All of lore.kernel.org
 help / color / mirror / Atom feed
From: Bjorn Helgaas <bhelgaas@google.com>
To: Khalid Aziz <khalid.aziz@oracle.com>
Cc: Knut Petersen <Knut_Petersen@t-online.de>,
	Linus Torvalds <torvalds@linux-foundation.org>,
	cl91tp@gmail.com, koct9i@gmail.com,
	gregkh <gregkh@linuxfoundation.org>,
	Lan Tianyu <tianyu.lan@intel.com>,
	linux-kernel@vger.kernel.org, linux-pci@vger.kernel.org
Subject: Re: [REGRESSION] pci: power off broken by commit  4fc9bbf98 / stable 2ab0ff9b
Date: Mon, 25 Aug 2014 22:10:09 -0600	[thread overview]
Message-ID: <20140826041009.GA11717@google.com> (raw)
In-Reply-To: <53FBBC26.2030501@oracle.com>

[+cc linux-kernel, linux-pci]

On Mon, Aug 25, 2014 at 04:43:50PM -0600, Khalid Aziz wrote:
> On 08/25/2014 03:23 PM, Knut Petersen wrote:
> >On 25.08.2014 18:36, Linus Torvalds wrote:
> >>On Mon, Aug 25, 2014 at 12:19 AM, Knut Petersen
> >><Knut_Petersen@t-online.de> wrote:
> >>>Testing some other kernels lurking around on the disk I realized that
> >>>after kernel 3.11.5 and before kernel 3.12.9 both the power button
> >>>and "shutdown -h now" lost the ability to power off the machine - the
> >>>system is halted instead and needs a reset / 4 second power button
> >>>pressing.
> >>Hmm. Does "shutdown -p" work?
> >No. Suspending works as expected, but a normal power-off hangs, no
> >matter if
> >triggered by the power button or shutdown -h or -p.
> >>But it might be interesting to see where the behavior changed.
> >>
> >>            Linus
> >
> >Ok, I bisected and found the offending commit.
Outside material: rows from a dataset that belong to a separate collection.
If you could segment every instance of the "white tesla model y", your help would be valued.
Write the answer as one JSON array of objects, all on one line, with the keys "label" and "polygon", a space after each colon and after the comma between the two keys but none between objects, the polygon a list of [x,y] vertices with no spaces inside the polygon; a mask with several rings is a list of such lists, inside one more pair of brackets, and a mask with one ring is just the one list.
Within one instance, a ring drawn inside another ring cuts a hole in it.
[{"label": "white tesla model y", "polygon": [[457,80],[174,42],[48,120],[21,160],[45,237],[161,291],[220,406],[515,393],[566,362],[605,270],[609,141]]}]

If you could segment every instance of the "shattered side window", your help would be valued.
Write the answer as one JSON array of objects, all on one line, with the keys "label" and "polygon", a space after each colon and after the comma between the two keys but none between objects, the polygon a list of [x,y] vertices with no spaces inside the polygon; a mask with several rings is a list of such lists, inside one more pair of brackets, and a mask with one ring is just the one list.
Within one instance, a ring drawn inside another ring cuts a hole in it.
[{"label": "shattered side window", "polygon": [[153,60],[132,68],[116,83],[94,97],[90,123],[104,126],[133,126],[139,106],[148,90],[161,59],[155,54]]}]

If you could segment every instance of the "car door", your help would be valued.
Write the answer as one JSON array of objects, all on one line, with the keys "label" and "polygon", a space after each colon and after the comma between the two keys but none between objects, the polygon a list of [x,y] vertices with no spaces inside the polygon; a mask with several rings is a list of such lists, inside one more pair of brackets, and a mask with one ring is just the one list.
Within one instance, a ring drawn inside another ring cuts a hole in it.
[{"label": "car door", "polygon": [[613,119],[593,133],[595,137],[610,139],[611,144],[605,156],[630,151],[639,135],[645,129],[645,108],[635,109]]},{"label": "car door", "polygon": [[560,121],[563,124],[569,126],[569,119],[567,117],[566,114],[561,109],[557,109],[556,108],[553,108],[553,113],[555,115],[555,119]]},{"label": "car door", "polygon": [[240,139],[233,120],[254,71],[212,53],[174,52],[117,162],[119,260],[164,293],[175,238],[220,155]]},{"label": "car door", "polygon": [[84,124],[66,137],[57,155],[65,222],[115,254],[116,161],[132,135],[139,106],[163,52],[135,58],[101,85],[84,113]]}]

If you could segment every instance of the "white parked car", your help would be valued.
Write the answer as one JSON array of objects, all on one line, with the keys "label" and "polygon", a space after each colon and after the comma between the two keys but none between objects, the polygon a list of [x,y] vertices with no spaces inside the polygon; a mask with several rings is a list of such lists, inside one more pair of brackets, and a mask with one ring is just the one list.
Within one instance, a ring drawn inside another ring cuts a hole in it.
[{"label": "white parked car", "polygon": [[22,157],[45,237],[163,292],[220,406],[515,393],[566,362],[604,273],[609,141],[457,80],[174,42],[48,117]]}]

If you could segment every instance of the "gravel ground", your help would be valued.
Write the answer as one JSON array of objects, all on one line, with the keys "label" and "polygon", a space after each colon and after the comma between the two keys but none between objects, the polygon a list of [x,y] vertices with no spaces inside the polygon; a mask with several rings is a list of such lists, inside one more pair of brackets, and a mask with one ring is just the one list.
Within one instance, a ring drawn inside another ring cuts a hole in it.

Some people that authored
> >/ acked / were interested in
> >the commit are added to the cc. No cc to lkml and the pci list as
> >t-online.de is still banned from vger.
> >
> >After a regression report discussed in
> >https://bugzilla.kernel.org/show_bug.cgi?id=63861
> >a fix that was tested on several machines was introduced to the kernel.
> >Unfortunately
> >that fix (linux git 4fc9bbf98, linux stable git 2ab0ff9b) breaks
> >powering off on my
> >AOpen i915GMm-hfs / Pentium M Dothan machine reliably.
> >
> >Reverting is not really an option because it would break other machines,
> >e.g. the Acer Aspire V5-573G.
> 
> I would agree reverting is not a good option. There is a good number
> of machines that will not kexec a new kernel successfully or panic
> soon after successful kexec if ongoing DMAs are not stopped. That
> commit helps those machines without affecting the normal shutdown
> path. Your machine is the first one I have come across that requires
> bus mater bit to be cleared for a normal shutdown. A full reset
> going through BIOS reset should stop any ongoing DMA. This sounds
> more like a BIOS bug that can be worked around by clearing bus
> master bit on the offending device. Have you tried any kernels
> before 3.5.0? The first version of code to clear bus master bit went
> into 3.5.0 before it was refined to apply only to kexec path. My
> guess is power-off will hang with pre 3.5.0 kernels.
> 
> If we must clear bus master bit for kexec as well as normal
> shutdown, we need to do it in a better way than building
> blacklist/whitelist. A BIOS reset should never require bus master
> bit to be set or cleared, yet we have seen hangs doing it either
> way.

I'm not convinced we know what the real problem is.  I'm skeptical that
clearing Bus Master would be required for a simple power-off.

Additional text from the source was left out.